Know what else takes a beating? The ability to get the wealthy to pay their taxes. Just over a year ago, David Cay Johnston, who won the Pulitzer Prize for his tax coverage back when he worked at the New York Times NYT , did his annual calculations of collections at DC Report. (Disclosure: I occasionally write for the site.) “In Obama’s last full year in office, 2016, auditors found almost $106 million of tax owed by affluent households, 20 times as much as in 2018,” he wrote. In Obama’s first year, the amount was $610.4 million. In 2018, under Trump (though the problem is largely systemic), the amount dropped by 99.1% to $5.4 million. “Even that 99.1% drop from 2010 to 2018 severely understates the collapse of tax law enforcement among the best off among us,” Johnston wrote. “That’s because the number of households making $10 million or more nearly doubled during those years from 13,322 to 26,517.”

Why?

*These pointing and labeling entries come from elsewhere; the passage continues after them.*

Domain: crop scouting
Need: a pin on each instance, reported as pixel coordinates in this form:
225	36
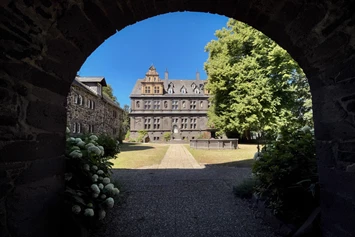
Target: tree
108	91
254	83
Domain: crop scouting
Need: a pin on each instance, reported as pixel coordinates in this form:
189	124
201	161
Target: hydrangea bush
89	190
287	173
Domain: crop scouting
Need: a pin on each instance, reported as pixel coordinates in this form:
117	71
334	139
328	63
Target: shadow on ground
182	202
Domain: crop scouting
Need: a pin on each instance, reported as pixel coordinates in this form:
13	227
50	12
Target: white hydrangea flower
75	154
71	139
93	138
94	149
101	186
78	139
115	191
102	214
95	188
89	212
94	178
106	181
305	129
89	145
109	187
110	202
75	148
86	167
76	209
102	150
81	144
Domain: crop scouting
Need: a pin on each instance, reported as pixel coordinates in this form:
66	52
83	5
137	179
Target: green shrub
127	136
141	135
246	188
110	144
89	192
287	172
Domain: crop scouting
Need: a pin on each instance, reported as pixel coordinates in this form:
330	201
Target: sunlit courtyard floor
182	202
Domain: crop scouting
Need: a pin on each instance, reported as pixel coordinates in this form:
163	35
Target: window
147	123
147	89
157	104
156	123
193	104
147	104
193	124
91	128
175	104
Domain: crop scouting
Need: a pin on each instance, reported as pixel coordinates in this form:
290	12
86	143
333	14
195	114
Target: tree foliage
254	83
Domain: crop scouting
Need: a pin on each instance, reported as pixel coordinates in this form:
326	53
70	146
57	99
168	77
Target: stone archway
43	44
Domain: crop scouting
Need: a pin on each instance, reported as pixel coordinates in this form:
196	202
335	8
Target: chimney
166	74
197	75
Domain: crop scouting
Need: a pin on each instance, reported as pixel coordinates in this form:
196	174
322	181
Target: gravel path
182	202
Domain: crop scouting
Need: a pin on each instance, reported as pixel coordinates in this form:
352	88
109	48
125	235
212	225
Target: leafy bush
112	146
167	136
246	188
89	192
287	171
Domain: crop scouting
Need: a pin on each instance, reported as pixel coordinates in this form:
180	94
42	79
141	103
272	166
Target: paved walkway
181	198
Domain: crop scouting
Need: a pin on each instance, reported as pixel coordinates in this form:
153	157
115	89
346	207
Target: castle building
89	110
169	105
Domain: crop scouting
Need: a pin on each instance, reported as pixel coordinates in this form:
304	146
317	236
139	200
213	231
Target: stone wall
103	118
44	43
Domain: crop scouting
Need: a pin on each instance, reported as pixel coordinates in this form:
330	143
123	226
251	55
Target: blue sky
175	41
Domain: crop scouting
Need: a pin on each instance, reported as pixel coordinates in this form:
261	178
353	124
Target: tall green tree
108	91
254	83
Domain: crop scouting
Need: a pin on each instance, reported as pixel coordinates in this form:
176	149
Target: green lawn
242	157
136	155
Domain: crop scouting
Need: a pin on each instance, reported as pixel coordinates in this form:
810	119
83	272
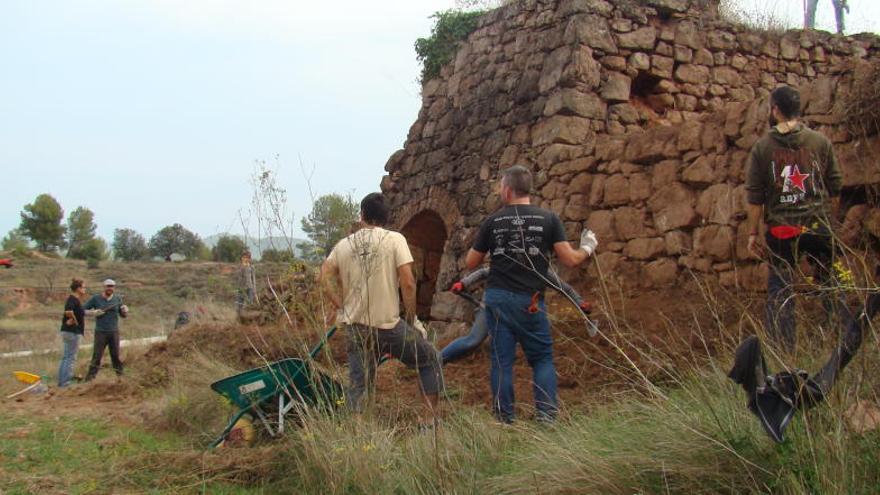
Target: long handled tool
34	382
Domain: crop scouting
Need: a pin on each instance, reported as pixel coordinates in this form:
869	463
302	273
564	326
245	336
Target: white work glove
589	243
418	325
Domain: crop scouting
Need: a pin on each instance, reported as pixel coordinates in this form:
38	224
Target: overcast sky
152	112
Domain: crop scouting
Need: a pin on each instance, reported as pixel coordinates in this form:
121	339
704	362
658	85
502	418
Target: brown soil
652	331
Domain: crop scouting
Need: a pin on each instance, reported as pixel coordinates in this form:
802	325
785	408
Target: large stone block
677	243
616	190
701	172
561	129
688	34
554	64
591	30
569	7
640	39
694	74
726	76
665	173
672	207
718	204
630	223
580	184
660	273
669	5
570	101
601	222
639	188
577	209
583	70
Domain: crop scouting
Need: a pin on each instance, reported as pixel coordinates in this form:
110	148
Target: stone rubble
636	117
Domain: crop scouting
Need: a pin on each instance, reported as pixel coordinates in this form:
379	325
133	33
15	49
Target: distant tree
80	231
330	220
840	6
41	222
204	253
128	245
176	239
228	248
272	255
16	242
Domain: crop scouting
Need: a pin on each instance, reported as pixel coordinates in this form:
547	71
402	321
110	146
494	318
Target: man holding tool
519	238
107	308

There aren’t enough auditors and experts to shake loose what should have been paid. That’s one thing that happens when you cut away at an organization. Fewer people don’t magically achieve the same results. The wealthiest 1% collectively don’t report a fifth of their income and account for a third of unpaid federal income tax.

Audits are happening. It’s just that the main targets are low-income people getting the Earned Income Tax Credit or other programs set up for people who make little. Why? Because from what tax experts have told me over the years, programs like EITC are complex, confusing even many pros, and people often make mistakes. And then, they will have wages, taxes easy to check, and no professional lawyers and accountants to push back and make it hard for the available IRS staff to successfully complete an audit.

In addition to collecting taxes, the entire technology supporting the tax system is from the 1960s and 1970s. To institute even minor form changes to go with tax modifications takes, as again I’ve heard over the years, rewriting the programs.

The number of new IRS employees you’ll hear is 87,000. But a lot of people need to be hired in areas other than auditing and this is over a 10-year period. And this doesn’t count employees who will retire in the meantime.

But, back to the initial business, which is who’s getting off from paying their share. "Prior empirical evidence demonstrates that the tax gap can be tied disproportionately to people in the top end of the income distribution,” the IRS itself notes.

The attack on funding the IRS is intended to incapacitate the agency so that more tax burden can be shifted to those who can least afford it from those who could most easily pay. Let’s stop the nonsense and get things back to a more even and fair keel.